Cyclacel holds worldwide right to commercialize sapacitibine, except in Japan for which Daiichi Sankyo "has a right of first negotiation". They currently have essentially all marketing rights globally for the compounds in association with their drug development programs. Numerous patents from Cyclacel are found related to sapacitibine and sapacitibine dosing regimes along with other drugs such as decitibine. There are patents and applications that no longer apply to current use of sapacitibine, some involving administration of sapacitibine and seliciclib.

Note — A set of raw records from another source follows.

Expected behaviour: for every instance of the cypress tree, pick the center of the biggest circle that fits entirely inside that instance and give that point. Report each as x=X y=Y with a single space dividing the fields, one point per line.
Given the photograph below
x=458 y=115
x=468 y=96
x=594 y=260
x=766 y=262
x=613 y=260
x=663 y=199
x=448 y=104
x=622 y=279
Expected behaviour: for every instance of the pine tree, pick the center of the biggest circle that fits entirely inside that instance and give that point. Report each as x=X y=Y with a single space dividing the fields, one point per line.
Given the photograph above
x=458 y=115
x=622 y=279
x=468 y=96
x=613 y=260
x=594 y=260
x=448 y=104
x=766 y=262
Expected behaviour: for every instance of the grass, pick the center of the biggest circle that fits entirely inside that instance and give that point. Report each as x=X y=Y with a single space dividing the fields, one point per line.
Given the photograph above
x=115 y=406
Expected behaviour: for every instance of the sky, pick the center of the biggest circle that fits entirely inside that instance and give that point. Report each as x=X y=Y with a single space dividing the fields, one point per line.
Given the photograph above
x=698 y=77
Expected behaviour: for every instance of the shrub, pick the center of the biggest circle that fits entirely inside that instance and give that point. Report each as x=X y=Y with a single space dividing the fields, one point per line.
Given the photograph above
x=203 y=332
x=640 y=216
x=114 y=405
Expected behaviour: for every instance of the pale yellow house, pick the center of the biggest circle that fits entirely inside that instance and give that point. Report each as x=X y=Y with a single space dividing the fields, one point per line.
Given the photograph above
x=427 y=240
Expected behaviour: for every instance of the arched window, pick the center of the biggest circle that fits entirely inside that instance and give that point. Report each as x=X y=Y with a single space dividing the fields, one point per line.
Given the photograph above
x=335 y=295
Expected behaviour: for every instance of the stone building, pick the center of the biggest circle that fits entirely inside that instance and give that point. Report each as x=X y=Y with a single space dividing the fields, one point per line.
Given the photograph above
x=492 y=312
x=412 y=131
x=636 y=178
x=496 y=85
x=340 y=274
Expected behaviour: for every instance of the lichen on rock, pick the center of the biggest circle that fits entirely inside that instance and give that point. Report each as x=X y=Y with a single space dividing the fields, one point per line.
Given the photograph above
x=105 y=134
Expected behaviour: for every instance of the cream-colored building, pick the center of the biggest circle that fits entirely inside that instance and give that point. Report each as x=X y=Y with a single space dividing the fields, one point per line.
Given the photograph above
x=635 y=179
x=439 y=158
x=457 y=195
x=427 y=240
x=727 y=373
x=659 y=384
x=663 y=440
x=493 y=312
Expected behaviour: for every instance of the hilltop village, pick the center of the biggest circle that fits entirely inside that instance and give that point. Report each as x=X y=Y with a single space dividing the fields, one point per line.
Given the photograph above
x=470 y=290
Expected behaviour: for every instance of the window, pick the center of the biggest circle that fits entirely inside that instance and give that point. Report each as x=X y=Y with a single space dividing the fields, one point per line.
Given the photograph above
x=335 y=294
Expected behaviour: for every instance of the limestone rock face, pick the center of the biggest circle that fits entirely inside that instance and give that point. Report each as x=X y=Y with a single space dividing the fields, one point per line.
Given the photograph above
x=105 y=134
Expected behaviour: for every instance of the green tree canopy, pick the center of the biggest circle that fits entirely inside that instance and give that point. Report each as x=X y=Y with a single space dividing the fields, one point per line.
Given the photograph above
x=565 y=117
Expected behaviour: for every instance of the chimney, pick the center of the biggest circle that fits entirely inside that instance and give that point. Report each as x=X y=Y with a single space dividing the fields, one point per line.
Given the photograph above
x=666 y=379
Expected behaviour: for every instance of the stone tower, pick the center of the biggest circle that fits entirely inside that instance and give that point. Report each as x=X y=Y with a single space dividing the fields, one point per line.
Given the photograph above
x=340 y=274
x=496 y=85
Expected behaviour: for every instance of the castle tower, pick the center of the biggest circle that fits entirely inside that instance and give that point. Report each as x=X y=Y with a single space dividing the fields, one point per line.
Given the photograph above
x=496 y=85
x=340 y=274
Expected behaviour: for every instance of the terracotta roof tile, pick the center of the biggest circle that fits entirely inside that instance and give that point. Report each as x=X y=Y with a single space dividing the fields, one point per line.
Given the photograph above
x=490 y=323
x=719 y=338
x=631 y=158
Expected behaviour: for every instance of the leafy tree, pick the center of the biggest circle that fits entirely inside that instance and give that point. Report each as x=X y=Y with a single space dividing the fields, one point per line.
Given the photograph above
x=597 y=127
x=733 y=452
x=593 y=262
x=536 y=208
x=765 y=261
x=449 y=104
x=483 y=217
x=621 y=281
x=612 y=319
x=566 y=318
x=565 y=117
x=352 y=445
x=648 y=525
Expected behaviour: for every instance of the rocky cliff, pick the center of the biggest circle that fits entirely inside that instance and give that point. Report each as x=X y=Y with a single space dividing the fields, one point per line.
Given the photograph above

Cyclacel currently has no sales or marketing capability and so will rely on alliances to distribute and commercialize the various drugs they hope to bring through the development pipeline. These compounds particularly target control of the cell cycle for treating cancer and other diseases.

Cyclacel says current funds and generated money from items such as R&D tax credits and "recent financing activities" will carry them through 2017. The European Medicines Agency (EMA) and the U.S. Food and Drug Administration (FDA) have granted orphan drug status to sapacitibine for the treatment of AML and MDS; this designation assists in funding and provides various benefits for the drug's development such as market exclusivity for a period of several years, grant funding, tax credits, and potential fee waivers.